Originally, task force members considered the city block on the northwest corner of 15th and Bradley streets, where UW Police’s current building is, as the likely site for a parking garage.
UW Trustee John McKinley, who’s been the most vocal on the task force about the need for a parking garage, was adamant Monday that the university actually needs two garages.
“I think you need one on both the north and south side of campus,” McKinley said.
After discussion, the task force agreed to make the Grand Avenue parking garage the immediate priority.

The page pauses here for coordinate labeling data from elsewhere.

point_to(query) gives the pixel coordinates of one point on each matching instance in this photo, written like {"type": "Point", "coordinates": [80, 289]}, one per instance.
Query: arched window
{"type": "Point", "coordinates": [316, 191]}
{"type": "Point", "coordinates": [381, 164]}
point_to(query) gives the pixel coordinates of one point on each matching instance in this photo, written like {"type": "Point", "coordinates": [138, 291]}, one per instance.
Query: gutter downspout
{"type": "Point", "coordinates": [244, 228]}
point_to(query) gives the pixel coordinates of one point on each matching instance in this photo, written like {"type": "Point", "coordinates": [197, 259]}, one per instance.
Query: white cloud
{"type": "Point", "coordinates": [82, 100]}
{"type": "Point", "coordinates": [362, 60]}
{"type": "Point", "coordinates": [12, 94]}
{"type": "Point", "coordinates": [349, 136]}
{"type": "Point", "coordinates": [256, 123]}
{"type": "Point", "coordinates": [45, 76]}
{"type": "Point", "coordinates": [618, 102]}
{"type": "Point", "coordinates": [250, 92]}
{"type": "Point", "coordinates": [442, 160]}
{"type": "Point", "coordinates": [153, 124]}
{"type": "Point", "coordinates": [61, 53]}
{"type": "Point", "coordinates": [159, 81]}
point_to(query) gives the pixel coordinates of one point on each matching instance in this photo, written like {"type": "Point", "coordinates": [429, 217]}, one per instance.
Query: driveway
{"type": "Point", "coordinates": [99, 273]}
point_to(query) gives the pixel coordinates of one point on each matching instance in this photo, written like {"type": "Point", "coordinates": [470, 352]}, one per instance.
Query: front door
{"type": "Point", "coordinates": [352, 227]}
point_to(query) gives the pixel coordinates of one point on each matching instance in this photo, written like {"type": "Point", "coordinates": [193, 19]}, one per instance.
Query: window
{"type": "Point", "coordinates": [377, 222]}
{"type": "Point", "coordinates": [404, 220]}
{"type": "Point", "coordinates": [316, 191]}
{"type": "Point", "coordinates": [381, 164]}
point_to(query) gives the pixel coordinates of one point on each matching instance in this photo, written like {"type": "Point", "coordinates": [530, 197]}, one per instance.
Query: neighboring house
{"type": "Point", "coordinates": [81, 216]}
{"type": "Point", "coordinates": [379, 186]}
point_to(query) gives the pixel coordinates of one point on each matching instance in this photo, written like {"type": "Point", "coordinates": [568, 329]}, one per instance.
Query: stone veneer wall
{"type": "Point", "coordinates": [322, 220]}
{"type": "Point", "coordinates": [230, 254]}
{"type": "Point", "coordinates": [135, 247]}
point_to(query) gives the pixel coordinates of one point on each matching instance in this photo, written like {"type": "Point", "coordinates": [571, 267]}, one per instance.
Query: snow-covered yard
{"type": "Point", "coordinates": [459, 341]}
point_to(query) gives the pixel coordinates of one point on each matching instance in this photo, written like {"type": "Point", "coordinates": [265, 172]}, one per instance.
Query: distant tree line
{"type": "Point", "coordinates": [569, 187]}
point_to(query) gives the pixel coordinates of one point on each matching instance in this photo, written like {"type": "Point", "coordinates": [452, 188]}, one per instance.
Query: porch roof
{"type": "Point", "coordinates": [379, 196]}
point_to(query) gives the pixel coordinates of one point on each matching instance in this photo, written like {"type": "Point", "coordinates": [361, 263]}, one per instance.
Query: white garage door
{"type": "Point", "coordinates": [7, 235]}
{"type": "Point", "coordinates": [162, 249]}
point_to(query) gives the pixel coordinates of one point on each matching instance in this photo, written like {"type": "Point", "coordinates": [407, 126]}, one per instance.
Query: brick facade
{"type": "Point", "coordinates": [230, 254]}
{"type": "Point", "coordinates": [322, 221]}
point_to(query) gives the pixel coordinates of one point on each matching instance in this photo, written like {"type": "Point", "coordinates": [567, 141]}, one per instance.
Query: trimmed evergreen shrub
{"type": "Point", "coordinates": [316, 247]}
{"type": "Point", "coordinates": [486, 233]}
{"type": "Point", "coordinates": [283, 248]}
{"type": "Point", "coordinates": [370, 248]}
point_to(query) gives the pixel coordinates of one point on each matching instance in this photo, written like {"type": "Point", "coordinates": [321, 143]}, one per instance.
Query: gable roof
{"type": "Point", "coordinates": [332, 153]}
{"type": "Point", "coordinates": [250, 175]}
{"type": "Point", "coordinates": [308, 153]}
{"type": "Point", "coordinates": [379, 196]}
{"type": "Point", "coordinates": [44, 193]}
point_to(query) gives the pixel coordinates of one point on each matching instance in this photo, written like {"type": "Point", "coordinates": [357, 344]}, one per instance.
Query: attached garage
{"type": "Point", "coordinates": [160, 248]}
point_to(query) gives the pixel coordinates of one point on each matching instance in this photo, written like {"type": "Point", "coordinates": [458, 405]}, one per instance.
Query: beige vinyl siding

Shumway said that plan is also convenient for the city, since a 2009 transportation plan calls for a reconstruction of Ivinsion Avenue, which Shumway noted could be tailored to take the garage traffic into account.
“It’s also a prime space for a parking structure for the purpose of linking the community with the university,” he said.
City staff have been asked to give a presentation at the task force’s August meeting about what impacts on traffic flow the garage could create.
Replacing the UW Police building with a parking garage has led to a proposal for the police department to be housed in either of the two parking garages slated for construction.
Task force members have noted parking garages can have a reputation of being unsafe and prone to criminal activity. Legislators cited safety concerns with the parking garage next to the Wyoming State Capitol in Cheyenne.
UW Police Chief Mike Samp said having the police department at the parking garage would “enhance that perceived safety and maybe the actual level of safety.”
“From a community service perspective, it makes perfect sense,” he said.
Samp said it would also benefit UW Police’s accessibility to the public if there were auxiliary offices elsewhere on campus. Legislators said that, even if the police headquarters are housed at the Grand Avenue garage, it could be prudent to have another police office at the 15th Street garage.
Rep. Bob Nicholas, R-Cheyenne, proposed Monday the UW Police building should be housed at the Grand Avenue location, with the entrance facing Ivinson Avenue.
UW Trustee Kermit Brown did express concern about how the parking garage would be paid for.
If UW were to issue bonds to pay for a 600-space, $15 million garage, the university would likely face annual debt service costs of $770,000.
UW staff estimated the university would need to triple to the price of parking passes if end-users were to cover the cost.
That would mean an annual parking pass for staff would cost $637.
“I don’t know who’s going to pay for that,” said Sen. Chris Rothfuss, D-Laramie.
McKinley suggested Monday that UW could ask for increased funding from the Legislature to pay for the parking garage.
“Exactly, that’s what I’m getting at,” Brown said.